I agreed with him, of course.
“Even your hair look verdala.”
Considering that this conversation has stuck with me for ten years, even though I was on heavy anti-psychotics at the time, it is safe to say that it imprinted on my self-confidence, and self worth. My perception of my hair and beauty had forever changed.
And I likened my hair to whether or not I was happy.
And I likened my happiness to whether or not I was in a relationship.
And at my lowest and highest points, at utter degradation, and then supreme liberation… I shaved my head.
Again, and again.
Each time I felt unhappy, or unnoticed, I shaved off all of my hair.
It wasn’t straight enough, or pretty enough. I have Asian features and a kroeskop… I always felt an odd anger at my dad for also not marrying into royalty.
And then, on a random, insignificant day, I saw my sister’s old friend Amanda Cooke, posting on Facebook about her hair journey, and how she loved being a BossieKop.
And funnily enough, women with similar hair, previously deemed ‘untidy’ unkempt’, were agreeing and saying ‘I love my kroeskop.
Our hair deserved to be appreciated.
Our coarse, previously disadvantaged, NATURAL hair.
And I felt something stir inside me, which is actually very significant, because let me tell you, I am emotionally dead inside.
After several back and forth’s with Amanda, and stalking her blog http://www.capetowncurly.com/ [Shameless gevriet koep for free products … ], I agreed to join the first event of 2017.
To be honest, I really just wanted to get ideas of what to do with my very short, very blonde crown for my wedding.
What did I expect?
A klompie kroeskoppe rationalising not getting genuines at birth.
But oh, was I wrong.
I entered the room, and my jaw dropped at the amount of natural beauty that grabbed me from the doorway.

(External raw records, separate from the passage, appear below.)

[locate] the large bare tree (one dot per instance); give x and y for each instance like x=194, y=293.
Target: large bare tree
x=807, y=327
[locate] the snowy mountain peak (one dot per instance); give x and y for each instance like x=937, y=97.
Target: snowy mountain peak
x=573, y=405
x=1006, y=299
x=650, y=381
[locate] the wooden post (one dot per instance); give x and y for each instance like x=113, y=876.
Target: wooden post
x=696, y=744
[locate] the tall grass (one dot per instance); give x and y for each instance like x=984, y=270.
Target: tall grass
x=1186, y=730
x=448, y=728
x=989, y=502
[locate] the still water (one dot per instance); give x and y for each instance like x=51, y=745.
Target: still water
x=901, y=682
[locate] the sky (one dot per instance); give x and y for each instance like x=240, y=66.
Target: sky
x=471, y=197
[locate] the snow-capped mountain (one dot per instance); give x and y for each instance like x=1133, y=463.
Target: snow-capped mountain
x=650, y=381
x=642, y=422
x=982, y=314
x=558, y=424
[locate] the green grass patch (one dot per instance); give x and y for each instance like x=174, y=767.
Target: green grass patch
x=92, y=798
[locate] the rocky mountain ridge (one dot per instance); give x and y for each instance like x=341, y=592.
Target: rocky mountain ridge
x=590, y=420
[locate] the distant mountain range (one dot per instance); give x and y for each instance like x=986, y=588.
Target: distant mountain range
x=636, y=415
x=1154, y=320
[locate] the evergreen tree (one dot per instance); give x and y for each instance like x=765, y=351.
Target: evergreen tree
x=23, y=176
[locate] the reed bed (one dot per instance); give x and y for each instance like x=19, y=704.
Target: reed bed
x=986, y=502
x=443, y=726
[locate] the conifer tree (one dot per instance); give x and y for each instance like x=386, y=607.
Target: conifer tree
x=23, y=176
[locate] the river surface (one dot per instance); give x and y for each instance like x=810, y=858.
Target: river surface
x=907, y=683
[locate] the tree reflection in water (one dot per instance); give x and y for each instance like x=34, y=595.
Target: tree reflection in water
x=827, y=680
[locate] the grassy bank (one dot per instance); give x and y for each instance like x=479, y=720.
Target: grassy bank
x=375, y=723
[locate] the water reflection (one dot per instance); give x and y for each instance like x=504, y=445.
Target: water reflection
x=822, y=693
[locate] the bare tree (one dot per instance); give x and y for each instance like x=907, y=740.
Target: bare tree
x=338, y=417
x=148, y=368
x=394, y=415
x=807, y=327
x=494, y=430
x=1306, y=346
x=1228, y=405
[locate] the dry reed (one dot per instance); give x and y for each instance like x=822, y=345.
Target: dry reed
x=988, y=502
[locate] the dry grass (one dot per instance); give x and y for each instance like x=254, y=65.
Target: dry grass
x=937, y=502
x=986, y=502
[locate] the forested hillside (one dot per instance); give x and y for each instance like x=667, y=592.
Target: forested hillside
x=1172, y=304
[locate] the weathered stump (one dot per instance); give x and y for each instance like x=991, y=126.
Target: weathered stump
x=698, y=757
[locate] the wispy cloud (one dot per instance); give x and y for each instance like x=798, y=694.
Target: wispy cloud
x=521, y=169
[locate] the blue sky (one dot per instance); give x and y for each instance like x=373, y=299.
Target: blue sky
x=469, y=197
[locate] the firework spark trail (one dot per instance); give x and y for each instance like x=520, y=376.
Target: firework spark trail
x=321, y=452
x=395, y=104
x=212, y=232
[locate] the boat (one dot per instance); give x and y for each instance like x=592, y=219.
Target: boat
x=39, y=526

And at that moment so many things made sense.
I realised that all of the women in the room looked familiar.
Turns out, I was surrounded by women I saw in the media, making waves on a daily basis.
Kaylee Kruser from Heart 104 was there with breakfast show producer, Amy-Rae Rispel
Carissa Cupido was there too. She had just won the TLC presenter search, and was also a presenter at GoodHope Fm.
Actresses, performers, inspirational speakers and models graced the room.
And that made me realise that as a woman, the journey to success in each aspect of your life, even your career ,…. is loving yourself, just as you are… Kroeskop, big nose, skew teeth…
Just as you are … naturally.
But of course, that was a short-lived victory when Amanda sent me the sole photo of myself from the night:
A visual representation of my drinking problem.
I did say…. ‘and cocktails’.
I guess having kroes hair is a Black Label.
Regardless, my hair is a crown….
Can’t you see how I’m owning that Castle?